The Outlier Identification procedure is designed to help determine whether or not a sample of n numeric observations contains outliers. Outliers are observations that do not come from the same distribution as the rest of the sample. Both graphical methods and formal statistical tests due to Grubbs and Dixon are included. The procedure will also save a column of flags identifying the outliers in a form that can be used to exclude those observations when running other procedures.

More: Outlier Identification.pdf

Two Sample Comparison

The Two Sample Comparison procedure is designed to compare two independent samples of variable data. Tests are run to determine whether or not there are significant differences between the means, variances, and/or medians of the populations from which the samples were taken. In addition, the data may be displayed graphically in various ways, including a dual histogram, a multiple box-and-whisker plot, and a quantile-quantile plot.

More: Two Sample Comparison.pdf

Paired Sample Comparison

The Paired Sample Comparison procedure is designed to compare data in 2 numeric columns where the values in each row are paired, i.e., correspond to the same subject or experimental unit. The primary reason for such a comparison is typically to determine whether or not the factor that differentiates the columns has a significant effect on the data.

More: Paired Sample Comparison.pdf

Multiple Sample Comparison

More: Multiple Sample Comparison.pdf

Comparison of Rates and Proportions

Procedures are also available for comparing the observed rates of an event amongst k samples (based on a Poisson distribution), or comparing the observed proportions (based on a binomial distribution). Tests provided include a dispersion test, a chi-square test, and a likelihood ratio test. The procedures also perform an analysis of means (ANOM) to determine which samples differ significantly from the overall average.

More: Comparison of Rates.pdf, Comparison of Proportions.pdf

Equivalence and Noninferiority Tests for Means

Four procedures are available to demonstrate equivalence (two-sided) or noninferiority (one-sided) of means.

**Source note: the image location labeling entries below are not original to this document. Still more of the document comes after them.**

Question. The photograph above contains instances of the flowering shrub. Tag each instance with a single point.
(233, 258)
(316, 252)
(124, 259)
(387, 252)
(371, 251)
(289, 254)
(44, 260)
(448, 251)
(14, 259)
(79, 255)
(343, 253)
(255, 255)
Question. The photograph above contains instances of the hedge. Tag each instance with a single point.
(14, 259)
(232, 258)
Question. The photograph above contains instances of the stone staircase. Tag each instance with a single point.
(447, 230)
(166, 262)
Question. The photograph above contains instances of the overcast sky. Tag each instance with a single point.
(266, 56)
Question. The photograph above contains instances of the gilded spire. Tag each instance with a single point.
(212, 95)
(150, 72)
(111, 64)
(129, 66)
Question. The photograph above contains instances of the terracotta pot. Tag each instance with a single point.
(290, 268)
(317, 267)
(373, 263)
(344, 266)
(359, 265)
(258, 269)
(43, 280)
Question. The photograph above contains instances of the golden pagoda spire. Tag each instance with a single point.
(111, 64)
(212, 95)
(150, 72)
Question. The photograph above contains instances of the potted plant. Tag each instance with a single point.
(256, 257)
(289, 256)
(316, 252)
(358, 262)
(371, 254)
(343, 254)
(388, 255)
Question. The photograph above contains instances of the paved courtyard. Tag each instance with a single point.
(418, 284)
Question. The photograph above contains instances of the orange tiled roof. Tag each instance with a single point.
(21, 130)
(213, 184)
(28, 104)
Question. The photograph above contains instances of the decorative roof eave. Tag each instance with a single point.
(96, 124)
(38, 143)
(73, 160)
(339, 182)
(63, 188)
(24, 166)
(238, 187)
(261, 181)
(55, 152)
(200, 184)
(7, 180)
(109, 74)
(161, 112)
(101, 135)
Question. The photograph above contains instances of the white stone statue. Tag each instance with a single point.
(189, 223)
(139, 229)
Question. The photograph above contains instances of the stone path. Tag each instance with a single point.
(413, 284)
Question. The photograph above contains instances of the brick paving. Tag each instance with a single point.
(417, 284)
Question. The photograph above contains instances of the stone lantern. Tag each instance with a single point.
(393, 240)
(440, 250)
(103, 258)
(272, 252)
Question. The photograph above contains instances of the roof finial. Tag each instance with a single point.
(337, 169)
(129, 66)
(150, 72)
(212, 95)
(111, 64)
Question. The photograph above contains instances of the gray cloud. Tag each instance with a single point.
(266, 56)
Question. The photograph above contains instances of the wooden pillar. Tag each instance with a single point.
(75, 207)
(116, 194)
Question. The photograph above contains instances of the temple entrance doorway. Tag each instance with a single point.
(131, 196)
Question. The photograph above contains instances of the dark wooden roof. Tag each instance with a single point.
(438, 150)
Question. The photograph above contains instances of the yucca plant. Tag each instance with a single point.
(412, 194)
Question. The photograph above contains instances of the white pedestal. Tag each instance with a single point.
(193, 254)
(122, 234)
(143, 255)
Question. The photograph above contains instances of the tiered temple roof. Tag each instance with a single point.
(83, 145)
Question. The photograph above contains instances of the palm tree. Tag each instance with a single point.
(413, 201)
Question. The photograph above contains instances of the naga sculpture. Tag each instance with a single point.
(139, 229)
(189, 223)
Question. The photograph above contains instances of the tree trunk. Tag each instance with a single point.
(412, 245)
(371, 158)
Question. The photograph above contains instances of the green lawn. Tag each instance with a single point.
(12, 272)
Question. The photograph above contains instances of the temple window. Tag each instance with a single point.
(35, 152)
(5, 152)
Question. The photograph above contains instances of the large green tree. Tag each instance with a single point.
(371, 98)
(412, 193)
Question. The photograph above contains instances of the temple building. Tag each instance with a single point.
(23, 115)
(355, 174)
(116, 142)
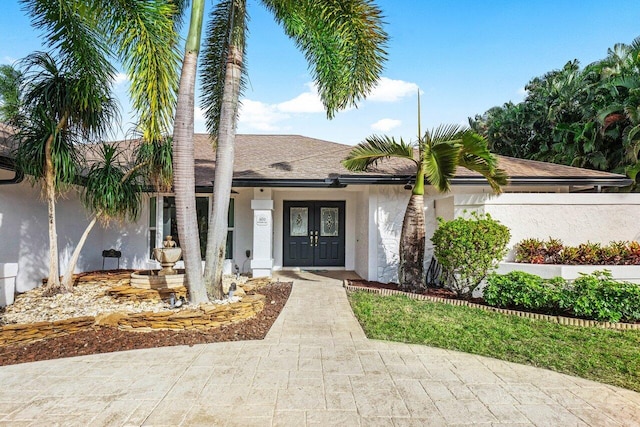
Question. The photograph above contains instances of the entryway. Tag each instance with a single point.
(313, 234)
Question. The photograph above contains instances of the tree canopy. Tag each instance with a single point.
(586, 117)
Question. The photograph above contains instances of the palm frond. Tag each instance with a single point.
(443, 134)
(374, 149)
(71, 28)
(343, 41)
(155, 157)
(227, 27)
(147, 44)
(109, 189)
(58, 89)
(10, 102)
(439, 161)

They are used to compare 2 independent means, compare 2 paired means, compare a single mean against a target value, and analyze the results of a 2x2 crossover study. Unlike standard hypothesis tests which are designed to prove superiority of one method over another, equivalence tests are designed to prove that two methods have essentially the same mean. 

More: Equivalence & Noninferiority Tests (Comparing Mean to Target).pdf, Equivalence & Noninferiority Tests (Comparing Two Means).pdf, Equivalence & Noninferiority Tests (Comparing Paired Samples).pdf, Equivalence & Noninferiority Tests (2x2 Crossover Study).pdf or Watch Videos Part 1: 2 Independent Samples, Part 2: 2x2 Crossover Studies

Equivalence and Noninferiority Tests for Variances (Version 19)

Two procedures are available to demonstrate equivalence (two-sided) or noninferiority (one-sided) of variances. They are used to compare 2 independent variances and to compare a single variance to a target value. Unlike standard hypothesis tests which are designed to prove superiority of one method over another, equivalence tests are designed to prove that two methods have essentially the same variance.   Watch Video

More: Equivalence & Noninferiority Tests (Comparing Variance to Target).pdf, Equivalence & Noninferiority Tests (Comparing Two Variances).pdf

Power Transformations

The Power Transformations procedure is designed to determine a normalizing transformation for a column of numeric observations that do not come from a normal distribution. In such cases, it is often possible to find a power transformation that will make the data approximately normal. Given such a transformation, statistical procedures that assume normality can then be applied to the transformed data.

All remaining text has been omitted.